/   Basil Labib   /   blog

Distillation of "A Circuit for Indirect Object Identification in GPT-2"

May 16, 2024

This is a distillation of the paper “Interpretability in the Wild: A Circuit for Indirect Object Identification in GPT-2 Small” by Wang. et. al. Paper.

Overview

As LLMs continue to prove themselves capable as a general problem solver, they are increasingly being deployed to critical application settings. Thus, it is paramount to understand the algorithms that are implemented by the model in order to reason about the output of a model.

Mechanistic interpretability seeks to discover these algorithms by looking at the constituents of a model and trying to reverse-engineer the functionality of each component based on the observed behaviour of the model.

By modelling an LLM as a graph, subgraphs have been identified in previous work that are most active during the “computation” of a fixed task. This paper finds such a subgraph (called a circuit) in the GPT-2 small (henceforth, GPT-2S) model which successfully computes the Indirect Object Identification (IOI) task. Furthermore, it runs experiments on the individual components of the circuit to assign function to each component, thus completing the analysis of the circuit.

Description of Transformer architecture

We must first understand the GPT-2S transformer architecture.

The GPT-2S is a decoder-only stack of 12 transformer blocks. Each transformer block consists of an attention layer and a standard MLP (Multilayer perceptron). There are also normalisation layers which we can ignore for the purpose of this post.

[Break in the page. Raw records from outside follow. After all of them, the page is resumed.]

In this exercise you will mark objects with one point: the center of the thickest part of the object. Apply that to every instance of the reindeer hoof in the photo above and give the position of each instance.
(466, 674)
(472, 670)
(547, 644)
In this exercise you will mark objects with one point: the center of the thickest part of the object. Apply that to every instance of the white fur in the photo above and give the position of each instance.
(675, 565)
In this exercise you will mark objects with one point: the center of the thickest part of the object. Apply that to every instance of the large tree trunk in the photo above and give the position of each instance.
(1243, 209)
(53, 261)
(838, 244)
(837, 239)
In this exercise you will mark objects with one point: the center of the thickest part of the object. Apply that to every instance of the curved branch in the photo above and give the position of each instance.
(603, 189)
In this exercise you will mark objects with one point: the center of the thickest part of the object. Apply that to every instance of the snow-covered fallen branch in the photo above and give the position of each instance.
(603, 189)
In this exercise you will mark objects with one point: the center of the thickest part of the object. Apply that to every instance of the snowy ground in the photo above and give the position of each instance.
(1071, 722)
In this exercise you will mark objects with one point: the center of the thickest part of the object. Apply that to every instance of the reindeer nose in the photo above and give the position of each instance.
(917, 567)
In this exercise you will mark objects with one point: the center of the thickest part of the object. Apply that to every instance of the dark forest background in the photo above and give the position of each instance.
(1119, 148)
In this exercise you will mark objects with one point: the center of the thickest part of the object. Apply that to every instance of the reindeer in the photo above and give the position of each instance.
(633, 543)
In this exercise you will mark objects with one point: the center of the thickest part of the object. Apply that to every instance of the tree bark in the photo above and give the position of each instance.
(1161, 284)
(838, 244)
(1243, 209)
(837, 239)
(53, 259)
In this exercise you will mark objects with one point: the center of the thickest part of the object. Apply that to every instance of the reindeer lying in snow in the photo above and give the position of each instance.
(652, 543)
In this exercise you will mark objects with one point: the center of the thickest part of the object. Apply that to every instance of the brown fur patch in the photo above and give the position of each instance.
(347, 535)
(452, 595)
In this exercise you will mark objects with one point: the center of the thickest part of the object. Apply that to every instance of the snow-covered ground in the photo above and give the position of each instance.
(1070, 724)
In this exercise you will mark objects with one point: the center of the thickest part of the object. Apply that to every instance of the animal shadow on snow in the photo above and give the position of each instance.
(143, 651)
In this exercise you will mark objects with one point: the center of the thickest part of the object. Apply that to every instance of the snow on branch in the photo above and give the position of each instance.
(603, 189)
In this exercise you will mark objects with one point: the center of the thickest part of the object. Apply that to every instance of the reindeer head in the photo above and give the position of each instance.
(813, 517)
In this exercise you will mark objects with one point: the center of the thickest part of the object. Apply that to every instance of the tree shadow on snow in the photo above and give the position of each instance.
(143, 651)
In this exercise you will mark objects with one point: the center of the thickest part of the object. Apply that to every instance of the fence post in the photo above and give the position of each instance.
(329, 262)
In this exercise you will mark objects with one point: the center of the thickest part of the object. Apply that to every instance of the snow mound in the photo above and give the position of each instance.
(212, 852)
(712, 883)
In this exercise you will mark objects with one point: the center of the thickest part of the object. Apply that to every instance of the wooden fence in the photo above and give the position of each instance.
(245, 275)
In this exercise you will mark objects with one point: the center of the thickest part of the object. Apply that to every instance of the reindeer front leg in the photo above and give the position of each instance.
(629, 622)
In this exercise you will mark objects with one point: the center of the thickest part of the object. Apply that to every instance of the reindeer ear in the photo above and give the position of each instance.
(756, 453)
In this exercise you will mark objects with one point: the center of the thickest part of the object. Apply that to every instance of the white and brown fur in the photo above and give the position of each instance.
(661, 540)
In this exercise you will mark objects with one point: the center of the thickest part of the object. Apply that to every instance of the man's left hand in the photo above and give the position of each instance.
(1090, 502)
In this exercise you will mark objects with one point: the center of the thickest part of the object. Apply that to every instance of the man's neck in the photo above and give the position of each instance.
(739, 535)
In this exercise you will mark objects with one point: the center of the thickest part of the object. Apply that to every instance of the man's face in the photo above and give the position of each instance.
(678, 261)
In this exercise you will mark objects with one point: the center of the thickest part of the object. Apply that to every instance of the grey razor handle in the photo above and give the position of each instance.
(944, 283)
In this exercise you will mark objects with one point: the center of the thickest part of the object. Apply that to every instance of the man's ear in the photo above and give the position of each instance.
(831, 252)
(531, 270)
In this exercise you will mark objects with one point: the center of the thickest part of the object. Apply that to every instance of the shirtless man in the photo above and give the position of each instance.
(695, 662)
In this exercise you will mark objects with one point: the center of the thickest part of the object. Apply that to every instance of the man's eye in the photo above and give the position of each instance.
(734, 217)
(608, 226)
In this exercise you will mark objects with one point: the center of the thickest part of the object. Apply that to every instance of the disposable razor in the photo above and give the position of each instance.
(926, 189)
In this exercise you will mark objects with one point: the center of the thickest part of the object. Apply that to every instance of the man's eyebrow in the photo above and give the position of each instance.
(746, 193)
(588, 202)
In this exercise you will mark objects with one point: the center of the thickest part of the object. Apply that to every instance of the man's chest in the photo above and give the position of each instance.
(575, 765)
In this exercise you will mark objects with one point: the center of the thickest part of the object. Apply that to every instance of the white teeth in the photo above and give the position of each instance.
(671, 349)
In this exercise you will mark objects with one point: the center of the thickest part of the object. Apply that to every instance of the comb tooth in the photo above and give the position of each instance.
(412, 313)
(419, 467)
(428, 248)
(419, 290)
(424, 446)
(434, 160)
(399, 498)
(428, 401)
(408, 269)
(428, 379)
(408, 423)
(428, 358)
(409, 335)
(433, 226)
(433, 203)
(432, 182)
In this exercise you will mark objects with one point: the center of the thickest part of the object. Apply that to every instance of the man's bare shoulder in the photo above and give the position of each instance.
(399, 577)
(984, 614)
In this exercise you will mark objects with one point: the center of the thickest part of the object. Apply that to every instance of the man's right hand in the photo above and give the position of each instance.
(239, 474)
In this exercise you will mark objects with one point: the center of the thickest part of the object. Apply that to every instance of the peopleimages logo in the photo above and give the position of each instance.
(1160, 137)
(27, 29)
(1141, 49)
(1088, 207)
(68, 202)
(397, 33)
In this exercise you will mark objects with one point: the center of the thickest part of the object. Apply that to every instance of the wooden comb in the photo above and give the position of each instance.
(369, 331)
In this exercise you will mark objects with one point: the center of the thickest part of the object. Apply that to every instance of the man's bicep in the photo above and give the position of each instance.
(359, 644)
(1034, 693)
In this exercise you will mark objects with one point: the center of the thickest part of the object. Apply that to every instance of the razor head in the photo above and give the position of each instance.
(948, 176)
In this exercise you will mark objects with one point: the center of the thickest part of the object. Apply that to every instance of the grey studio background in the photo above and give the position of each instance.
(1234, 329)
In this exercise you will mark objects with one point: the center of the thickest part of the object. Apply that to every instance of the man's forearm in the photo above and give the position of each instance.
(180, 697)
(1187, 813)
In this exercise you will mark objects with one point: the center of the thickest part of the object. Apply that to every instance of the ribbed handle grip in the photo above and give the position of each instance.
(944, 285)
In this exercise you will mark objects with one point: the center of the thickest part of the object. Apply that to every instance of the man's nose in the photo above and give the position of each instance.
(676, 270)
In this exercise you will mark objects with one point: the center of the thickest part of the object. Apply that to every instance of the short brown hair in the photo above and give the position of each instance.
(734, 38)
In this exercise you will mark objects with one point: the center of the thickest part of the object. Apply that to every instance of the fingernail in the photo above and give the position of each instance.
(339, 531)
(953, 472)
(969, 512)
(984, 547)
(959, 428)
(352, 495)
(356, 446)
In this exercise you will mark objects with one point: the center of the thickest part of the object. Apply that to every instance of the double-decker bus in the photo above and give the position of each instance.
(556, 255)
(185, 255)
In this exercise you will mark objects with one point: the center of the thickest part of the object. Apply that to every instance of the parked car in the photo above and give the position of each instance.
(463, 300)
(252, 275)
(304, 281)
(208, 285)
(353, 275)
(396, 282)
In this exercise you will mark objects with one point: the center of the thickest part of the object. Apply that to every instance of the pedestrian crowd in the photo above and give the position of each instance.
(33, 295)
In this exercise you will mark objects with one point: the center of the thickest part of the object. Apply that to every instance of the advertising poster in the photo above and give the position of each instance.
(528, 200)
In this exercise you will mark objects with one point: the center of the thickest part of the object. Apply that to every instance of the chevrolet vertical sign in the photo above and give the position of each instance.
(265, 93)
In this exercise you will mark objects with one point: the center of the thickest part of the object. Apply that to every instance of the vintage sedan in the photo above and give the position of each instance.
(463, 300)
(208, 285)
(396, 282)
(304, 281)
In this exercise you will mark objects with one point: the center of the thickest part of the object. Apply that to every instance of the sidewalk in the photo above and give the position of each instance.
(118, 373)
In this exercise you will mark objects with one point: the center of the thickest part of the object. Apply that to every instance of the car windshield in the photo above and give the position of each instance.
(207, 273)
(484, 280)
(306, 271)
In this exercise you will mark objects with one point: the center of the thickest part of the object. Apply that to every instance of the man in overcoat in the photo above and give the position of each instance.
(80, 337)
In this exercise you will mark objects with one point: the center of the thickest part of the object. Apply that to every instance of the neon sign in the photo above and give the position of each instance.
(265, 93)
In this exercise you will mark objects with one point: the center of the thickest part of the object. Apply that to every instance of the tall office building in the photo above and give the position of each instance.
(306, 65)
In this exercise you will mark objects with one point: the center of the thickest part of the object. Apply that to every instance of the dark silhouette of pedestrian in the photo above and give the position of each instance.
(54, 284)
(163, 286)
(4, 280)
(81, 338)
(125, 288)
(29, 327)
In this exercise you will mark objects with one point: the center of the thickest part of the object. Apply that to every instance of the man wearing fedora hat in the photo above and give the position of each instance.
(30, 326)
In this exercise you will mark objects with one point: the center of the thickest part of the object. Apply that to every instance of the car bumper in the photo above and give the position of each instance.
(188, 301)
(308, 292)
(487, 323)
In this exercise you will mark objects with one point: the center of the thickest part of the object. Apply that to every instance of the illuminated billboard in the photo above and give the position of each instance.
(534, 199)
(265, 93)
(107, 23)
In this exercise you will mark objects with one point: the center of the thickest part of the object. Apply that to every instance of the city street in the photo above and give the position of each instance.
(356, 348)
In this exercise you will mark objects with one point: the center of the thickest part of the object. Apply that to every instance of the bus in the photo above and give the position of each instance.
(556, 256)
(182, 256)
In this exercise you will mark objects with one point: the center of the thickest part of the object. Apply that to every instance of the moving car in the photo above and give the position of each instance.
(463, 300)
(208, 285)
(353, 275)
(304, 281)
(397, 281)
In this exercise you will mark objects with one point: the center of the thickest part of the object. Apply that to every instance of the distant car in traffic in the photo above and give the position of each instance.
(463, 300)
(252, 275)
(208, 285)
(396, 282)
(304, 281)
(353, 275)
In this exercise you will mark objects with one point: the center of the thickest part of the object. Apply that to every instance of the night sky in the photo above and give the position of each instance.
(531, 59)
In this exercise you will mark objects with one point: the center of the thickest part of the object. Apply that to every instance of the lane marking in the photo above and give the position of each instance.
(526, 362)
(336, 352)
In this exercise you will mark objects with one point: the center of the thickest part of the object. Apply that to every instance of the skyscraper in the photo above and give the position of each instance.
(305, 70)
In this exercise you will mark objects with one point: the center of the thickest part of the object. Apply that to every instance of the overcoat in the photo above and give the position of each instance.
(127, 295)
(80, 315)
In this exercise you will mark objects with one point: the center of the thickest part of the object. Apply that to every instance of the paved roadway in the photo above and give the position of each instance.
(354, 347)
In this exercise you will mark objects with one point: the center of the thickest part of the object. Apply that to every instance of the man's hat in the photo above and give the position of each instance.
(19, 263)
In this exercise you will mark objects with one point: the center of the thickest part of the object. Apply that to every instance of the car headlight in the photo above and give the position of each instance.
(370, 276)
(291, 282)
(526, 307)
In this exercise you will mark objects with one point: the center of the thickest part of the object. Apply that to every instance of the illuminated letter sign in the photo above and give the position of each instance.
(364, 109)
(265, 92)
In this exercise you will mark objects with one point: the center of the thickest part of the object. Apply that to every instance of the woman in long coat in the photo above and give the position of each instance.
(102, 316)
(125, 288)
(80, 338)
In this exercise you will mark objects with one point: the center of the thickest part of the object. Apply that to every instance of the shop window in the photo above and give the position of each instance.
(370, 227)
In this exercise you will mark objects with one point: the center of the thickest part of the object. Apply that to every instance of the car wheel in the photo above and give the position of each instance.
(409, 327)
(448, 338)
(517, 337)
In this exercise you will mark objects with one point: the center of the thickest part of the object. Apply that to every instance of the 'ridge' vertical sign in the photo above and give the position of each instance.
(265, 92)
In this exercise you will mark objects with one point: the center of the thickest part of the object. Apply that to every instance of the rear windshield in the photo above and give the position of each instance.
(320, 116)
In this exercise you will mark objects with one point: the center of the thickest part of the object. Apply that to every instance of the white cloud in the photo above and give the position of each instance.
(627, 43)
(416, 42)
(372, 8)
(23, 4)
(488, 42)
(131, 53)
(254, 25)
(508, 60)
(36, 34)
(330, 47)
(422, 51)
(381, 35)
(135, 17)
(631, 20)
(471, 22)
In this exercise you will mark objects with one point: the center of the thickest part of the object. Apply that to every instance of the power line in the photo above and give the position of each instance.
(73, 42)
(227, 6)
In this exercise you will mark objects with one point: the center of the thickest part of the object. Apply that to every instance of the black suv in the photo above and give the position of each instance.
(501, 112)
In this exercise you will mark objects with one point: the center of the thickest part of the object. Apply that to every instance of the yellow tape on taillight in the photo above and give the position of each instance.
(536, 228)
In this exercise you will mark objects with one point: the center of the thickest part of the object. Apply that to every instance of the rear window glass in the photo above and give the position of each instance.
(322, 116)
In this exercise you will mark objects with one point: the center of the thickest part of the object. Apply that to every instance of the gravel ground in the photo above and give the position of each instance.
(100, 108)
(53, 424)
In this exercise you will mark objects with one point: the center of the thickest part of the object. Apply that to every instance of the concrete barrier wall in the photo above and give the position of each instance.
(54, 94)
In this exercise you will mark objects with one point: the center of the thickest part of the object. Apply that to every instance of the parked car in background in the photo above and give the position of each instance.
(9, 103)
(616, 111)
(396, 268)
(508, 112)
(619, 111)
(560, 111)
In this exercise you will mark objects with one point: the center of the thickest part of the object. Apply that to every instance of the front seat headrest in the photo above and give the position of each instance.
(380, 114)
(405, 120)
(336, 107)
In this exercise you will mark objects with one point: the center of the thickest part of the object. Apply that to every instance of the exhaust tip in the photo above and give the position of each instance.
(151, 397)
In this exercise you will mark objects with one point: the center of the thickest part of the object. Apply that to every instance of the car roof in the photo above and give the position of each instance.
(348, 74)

How next token prediction works in GPT-2S

In inference mode, the model is fed a stream of embedding vectors. For each token in the input prompt, we generate a token embedding (we’ll look at how this is computed later) which forms the residual stream. The residual stream is the fundamental data flow object that passes through the stack of blocks and gets morphed. At the output, we get a probability distribution over the entire vocabulary of words for the model which can be sampled to get the next token.

Parameters of GPT-2S

The vocabulary of a model is built by byte-pair encoding. Starting with the ASCII character set, we pair together most common occurring characters and treat them as new tokens.

Sample vocabulary: [“A”, “B”, … “a”, “b”, …, “ t”, “as”, …., “the”, …, “this”, …]

Any input string is decomposed into tokens by matching it to the vocabulary. The list of tokens is then transformed into a one-hot vector encoding which is a vector of length d_vocab with all entries 0 except the index at which the token is found in the vocabulary list.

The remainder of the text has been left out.